Então vejamos, a Sra. Ivelise, com a coerência peculiar dos abancados de plantão em cargos públicos, diz ser mais correto e democrático continuar deixando que as pessoas arriscarem suas vidas. Pelo menos eles contam com duas boas opções: jogar Freeway com a própria vida (saudades do meu Atari), ou praticar uma roleta russa nas passarelas, torcendo para não ter um ladrão no fim do túnel. Pelo menos foi essa a leitura que eu fiz, já que ainda via rolar um edital, depois a seleção, e os demais trâmites até que as obras comecem de fato. Aqui tenho que fazer mais uma confissão, não encontrei em nenhum dicionário que as palavras "correção" e "democracia" tivessem como sinônimos "morte", "desleixo", "descaso" ou "estupidez".

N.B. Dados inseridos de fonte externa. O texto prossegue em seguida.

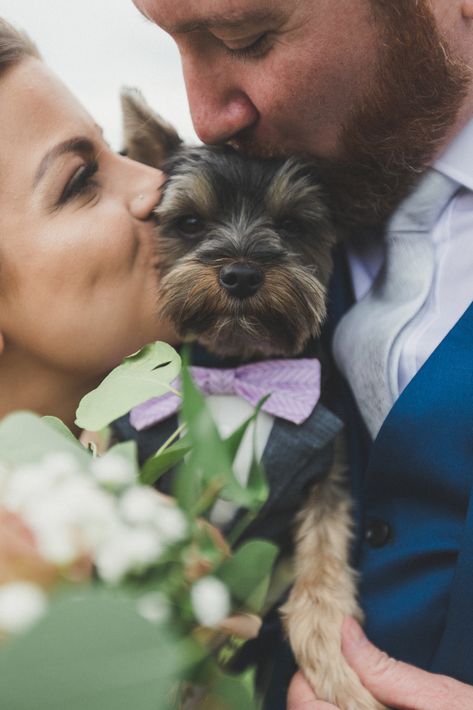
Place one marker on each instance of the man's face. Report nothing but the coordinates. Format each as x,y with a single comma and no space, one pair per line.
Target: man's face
369,86
276,76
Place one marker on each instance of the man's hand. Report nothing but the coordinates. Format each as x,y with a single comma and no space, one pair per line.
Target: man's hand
391,682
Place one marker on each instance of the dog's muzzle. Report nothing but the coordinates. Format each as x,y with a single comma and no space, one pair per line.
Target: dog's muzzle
241,280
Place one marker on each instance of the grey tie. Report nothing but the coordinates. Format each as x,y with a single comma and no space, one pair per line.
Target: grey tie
369,338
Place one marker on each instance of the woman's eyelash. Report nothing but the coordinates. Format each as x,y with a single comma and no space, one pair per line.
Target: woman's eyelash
80,182
256,49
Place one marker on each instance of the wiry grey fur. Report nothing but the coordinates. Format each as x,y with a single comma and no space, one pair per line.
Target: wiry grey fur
270,214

Em primeiro lugar, as passarelas não ficaram do jeito que estão em um passe de mágica, são anos e anos de negligência com a população. Mas manter algo em ordem não dá notícia, ainda mais se estiver debaixo da terra. Ou ninguém nunca ouviu a expressão de que o saneamento básico no Brasil só não é priorizado porque o que fica debaixo da terra ninguém vê e, por consequência, não rende votos. E não há como negar que um concurso desta magnitude atrai muita mídia, se gasta dinheiro com estrutura e pessoal, sem contar a possibilidade de desvios.
Em segundo lugar, e falando francamente, fazer um concurso nacional para revitalizar 16 passarelas é muito mais do que "demais". É como aquele dito popular: é gastar tiro de canhão pra matar formiga.
O governo, em seus quadros, com toda certeza tem muita gente capaz de tal empreita. Se bem que se tivessem feito o dever de casa, conservando o patrimônio público, eu não estaria aqui discorrendo sobre o tema. Mas neste caso a Inês é morta, já que mais uma vez os governos gastam mais fazendo o novo, de novo, do que conservando o velho, mas ainda útil. Assim, seria muito melhor que se prestigiasse o servidor público, que está lá justamente para tratar da coisa pública. E tenho plena convicção de que qualquer um deles ficaria orgulhoso de contribuir com a sua cidade.
Disso tudo deixo o seguinte pensamento: Muitas vezes uma boa ideia pode, num segundo momento e com um olhar mais crítico, vir a se tornar uma ideia não tão boa, ou até mesmo uma péssima ideia. Mas uma ideia estúpida sempre será uma ideia estúpida.

Esta realidade me remete ao filme Irreversível (Gaspar Noé, França, 2002) onde um crime brutal é ambientado em uma passarela subterrânea... duvido que uma mulher que tenha visto o filme se sinta encorajada a trilhar o caminho mais "seguro" para a travessia da via... Esta ideia já nasceu torta..
ResponderExcluirÓtimo texto, Jr!
Sobre o filme não tenho como opinar, já que não assisti. O que você levantou sobre a ideia já ser torta é uma perspectiva muito válida. Realmente, dependendo do formato da passarela, mesmo que bem iluminada, ainda pode propiciar ataques de surpresa. Eu conheço algumas delas e nem todas são, digamos, armadilhas. Mas aí entra outra questão, a falta de vigilância presente, pois bandido prefere a facilidade e a certeza da impunidade.